Journaling is something that’s been suggested to me by professionals, either through mindfulness classes or support groups or books, but it’s not something I keep going for any length of time. I pick it up now and again, but I drop it readily now. Back when I was still fooling myself about how I felt and what I thought, I wrote in my journal on a much more regular basis. But now that I know myself better, now that I’m no longer lying to myself about what does or doesn’t hurt, about whether or not I feel anger, about whether or not something upsets me, I don’t journal very much any more. If I’m going to lie, I may as well write fiction. If I’m going to talk about someone else, I may as well blog. To journal honestly, I’m going to have to take a look at myself, and my self perception might not match with reality.
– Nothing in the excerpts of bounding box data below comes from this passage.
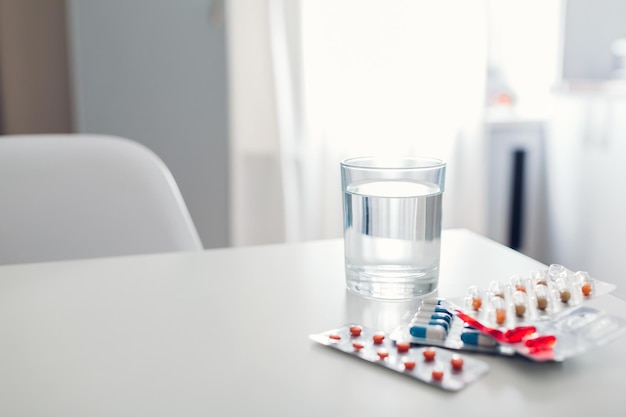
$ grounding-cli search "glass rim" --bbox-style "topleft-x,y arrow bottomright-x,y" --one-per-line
341,156 -> 446,170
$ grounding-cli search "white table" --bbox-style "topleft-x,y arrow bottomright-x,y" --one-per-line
0,230 -> 626,417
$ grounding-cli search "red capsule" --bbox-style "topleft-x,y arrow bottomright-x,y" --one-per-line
422,348 -> 435,362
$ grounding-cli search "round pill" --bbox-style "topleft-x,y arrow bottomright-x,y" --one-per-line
432,367 -> 443,381
450,354 -> 463,371
376,349 -> 389,359
396,342 -> 411,352
350,326 -> 363,336
422,348 -> 436,362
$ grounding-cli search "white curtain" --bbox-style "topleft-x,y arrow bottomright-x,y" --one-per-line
227,0 -> 486,245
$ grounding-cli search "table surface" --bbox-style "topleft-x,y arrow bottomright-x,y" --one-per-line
0,230 -> 626,417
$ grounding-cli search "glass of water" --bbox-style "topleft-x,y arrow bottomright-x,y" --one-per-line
341,157 -> 446,300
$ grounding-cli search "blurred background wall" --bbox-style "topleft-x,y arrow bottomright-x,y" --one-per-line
0,0 -> 626,300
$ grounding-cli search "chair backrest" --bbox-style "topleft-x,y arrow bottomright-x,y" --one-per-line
0,134 -> 202,264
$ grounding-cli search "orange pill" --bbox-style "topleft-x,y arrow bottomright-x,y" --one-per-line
450,355 -> 463,371
422,348 -> 435,361
350,326 -> 363,336
396,342 -> 411,352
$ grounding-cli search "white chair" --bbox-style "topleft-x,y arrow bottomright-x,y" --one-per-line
0,135 -> 202,264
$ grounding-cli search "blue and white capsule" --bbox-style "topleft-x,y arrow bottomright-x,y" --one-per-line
409,324 -> 448,340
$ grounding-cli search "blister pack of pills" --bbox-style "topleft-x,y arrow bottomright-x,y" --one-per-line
390,298 -> 516,355
310,324 -> 489,391
450,264 -> 615,329
391,265 -> 626,361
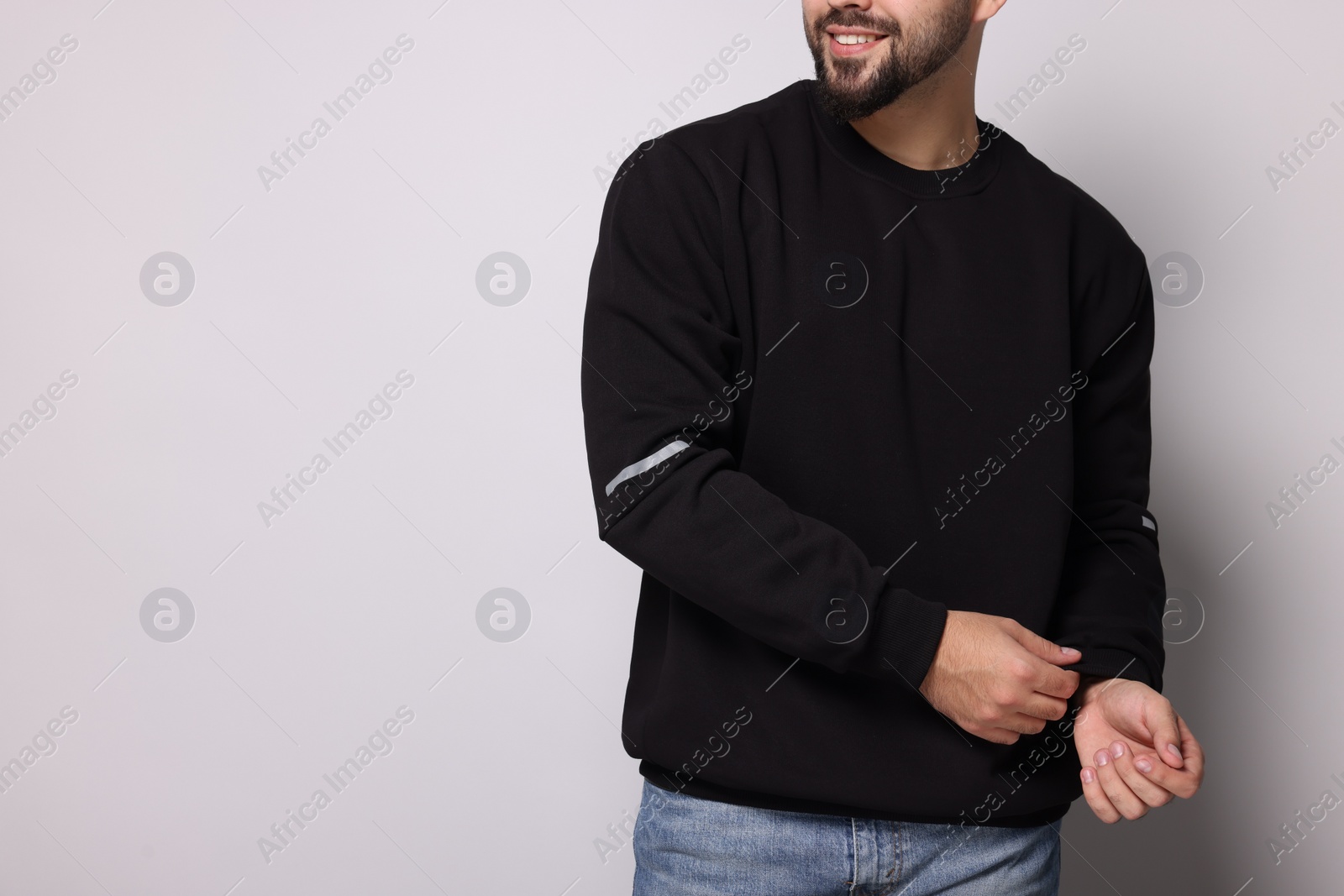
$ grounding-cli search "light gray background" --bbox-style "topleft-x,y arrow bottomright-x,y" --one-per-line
0,0 -> 1344,896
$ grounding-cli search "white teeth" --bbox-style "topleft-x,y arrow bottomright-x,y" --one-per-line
835,34 -> 880,45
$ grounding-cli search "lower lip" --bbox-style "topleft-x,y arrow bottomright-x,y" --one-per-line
831,35 -> 887,56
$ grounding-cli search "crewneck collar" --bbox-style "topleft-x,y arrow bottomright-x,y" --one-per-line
802,78 -> 1008,199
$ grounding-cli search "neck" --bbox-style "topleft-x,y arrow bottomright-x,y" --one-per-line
849,23 -> 984,170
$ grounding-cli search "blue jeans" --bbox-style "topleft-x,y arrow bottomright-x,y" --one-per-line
633,780 -> 1059,896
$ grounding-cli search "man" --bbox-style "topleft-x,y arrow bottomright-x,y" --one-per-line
582,0 -> 1203,896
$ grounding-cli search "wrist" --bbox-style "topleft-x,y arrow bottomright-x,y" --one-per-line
1074,674 -> 1111,705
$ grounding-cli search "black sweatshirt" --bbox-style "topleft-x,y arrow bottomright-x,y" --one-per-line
582,81 -> 1164,825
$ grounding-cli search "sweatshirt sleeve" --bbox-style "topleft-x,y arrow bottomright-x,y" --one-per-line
1046,238 -> 1165,690
580,134 -> 946,686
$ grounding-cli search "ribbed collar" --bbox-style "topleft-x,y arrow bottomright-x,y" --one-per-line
802,78 -> 1010,199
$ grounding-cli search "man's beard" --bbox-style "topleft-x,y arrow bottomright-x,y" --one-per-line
806,0 -> 973,121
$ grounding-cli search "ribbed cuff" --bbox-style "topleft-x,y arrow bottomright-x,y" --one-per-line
1057,652 -> 1163,693
863,587 -> 948,689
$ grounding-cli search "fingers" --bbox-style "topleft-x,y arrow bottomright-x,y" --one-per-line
1145,696 -> 1184,768
1079,766 -> 1124,825
1109,740 -> 1174,811
1003,616 -> 1084,666
1084,750 -> 1149,824
1035,666 -> 1080,700
1176,715 -> 1205,780
1134,716 -> 1205,799
1020,693 -> 1068,733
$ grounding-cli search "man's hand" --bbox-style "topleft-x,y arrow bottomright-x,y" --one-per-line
1074,676 -> 1205,825
919,610 -> 1082,744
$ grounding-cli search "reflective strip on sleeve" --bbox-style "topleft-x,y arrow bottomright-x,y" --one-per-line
606,439 -> 690,497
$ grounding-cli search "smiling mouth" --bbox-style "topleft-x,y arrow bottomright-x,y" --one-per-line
828,34 -> 887,56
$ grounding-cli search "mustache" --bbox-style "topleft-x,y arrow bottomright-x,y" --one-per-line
811,9 -> 900,38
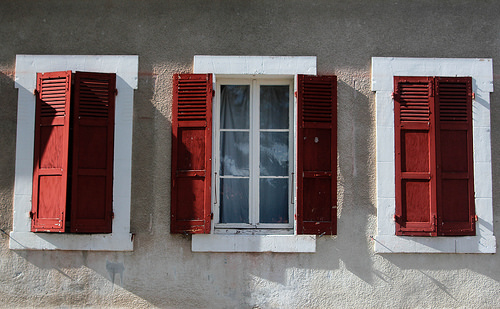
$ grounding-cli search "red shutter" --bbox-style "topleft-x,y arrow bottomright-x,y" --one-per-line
31,71 -> 71,232
436,77 -> 475,236
297,75 -> 337,235
71,72 -> 116,233
170,74 -> 213,234
394,76 -> 437,236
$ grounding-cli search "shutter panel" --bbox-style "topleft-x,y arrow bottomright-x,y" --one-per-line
394,76 -> 437,236
436,77 -> 475,236
71,72 -> 116,233
170,74 -> 213,234
297,75 -> 337,235
30,71 -> 71,232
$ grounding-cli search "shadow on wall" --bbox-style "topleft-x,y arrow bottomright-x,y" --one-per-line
0,71 -> 17,232
7,72 -> 377,307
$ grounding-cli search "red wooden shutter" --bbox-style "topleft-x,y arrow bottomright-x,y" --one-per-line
71,72 -> 116,233
436,77 -> 475,235
31,71 -> 71,232
394,76 -> 437,236
297,75 -> 337,235
170,74 -> 213,234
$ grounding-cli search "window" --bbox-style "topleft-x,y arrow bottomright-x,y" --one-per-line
394,76 -> 475,236
30,71 -> 116,233
213,79 -> 294,229
171,56 -> 336,252
372,57 -> 496,253
9,55 -> 138,251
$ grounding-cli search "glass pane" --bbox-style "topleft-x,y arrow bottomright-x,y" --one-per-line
259,178 -> 288,223
220,132 -> 250,176
260,132 -> 288,176
220,85 -> 250,129
220,178 -> 249,223
260,86 -> 290,129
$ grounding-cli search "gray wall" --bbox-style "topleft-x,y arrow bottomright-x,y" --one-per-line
0,0 -> 500,308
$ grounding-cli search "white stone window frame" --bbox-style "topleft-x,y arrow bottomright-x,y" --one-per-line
212,75 -> 296,234
9,55 -> 139,251
191,56 -> 316,253
372,57 -> 496,253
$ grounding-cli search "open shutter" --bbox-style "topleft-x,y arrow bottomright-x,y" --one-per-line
71,72 -> 116,233
31,71 -> 71,232
394,76 -> 437,236
297,75 -> 337,235
170,74 -> 213,234
436,77 -> 475,236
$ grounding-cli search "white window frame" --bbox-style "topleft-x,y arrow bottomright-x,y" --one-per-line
9,55 -> 139,251
372,57 -> 496,253
191,56 -> 316,252
212,75 -> 296,234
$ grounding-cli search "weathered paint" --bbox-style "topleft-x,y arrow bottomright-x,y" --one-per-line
0,0 -> 500,308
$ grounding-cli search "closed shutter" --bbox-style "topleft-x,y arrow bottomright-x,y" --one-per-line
436,77 -> 475,236
31,71 -> 71,232
171,74 -> 213,234
297,75 -> 337,235
394,76 -> 437,236
71,72 -> 116,233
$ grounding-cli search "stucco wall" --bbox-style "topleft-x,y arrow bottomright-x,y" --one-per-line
0,0 -> 500,308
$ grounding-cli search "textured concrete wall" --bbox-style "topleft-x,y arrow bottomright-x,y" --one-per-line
0,0 -> 500,308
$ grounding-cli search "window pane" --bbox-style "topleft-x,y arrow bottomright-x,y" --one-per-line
220,132 -> 250,176
259,178 -> 288,223
220,85 -> 250,129
260,86 -> 290,129
260,132 -> 288,176
220,178 -> 249,223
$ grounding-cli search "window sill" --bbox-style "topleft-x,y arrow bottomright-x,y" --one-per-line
191,234 -> 316,253
374,235 -> 496,253
9,232 -> 134,251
That’s another of inertia’s weapons – self perception, closely tied into pride. There are dark spots in everyone’s souls that they just don’t want to peer into very closely. For me, journaling shines a light into those spots. For others, it may be something else. Someone might not exercise because doing so would remind him that he isn’t young any more, that he doesn’t have a 20-year-old’s body any longer. Someone might not try out a sculpting or acting class, because she’s brilliant in her own head and doesn’t want the possibility of seeing something else when doing these things in real life. For others, starting something isn’t the problem. Ending something is. If she stops all her volunteer work, she’ll have to stay home more often with her husband, and she doesn’t want to see that that’s not something she wants to do. Inertia works both ways – it’s the continuation of your level of motion, whether that be not at all or way too much.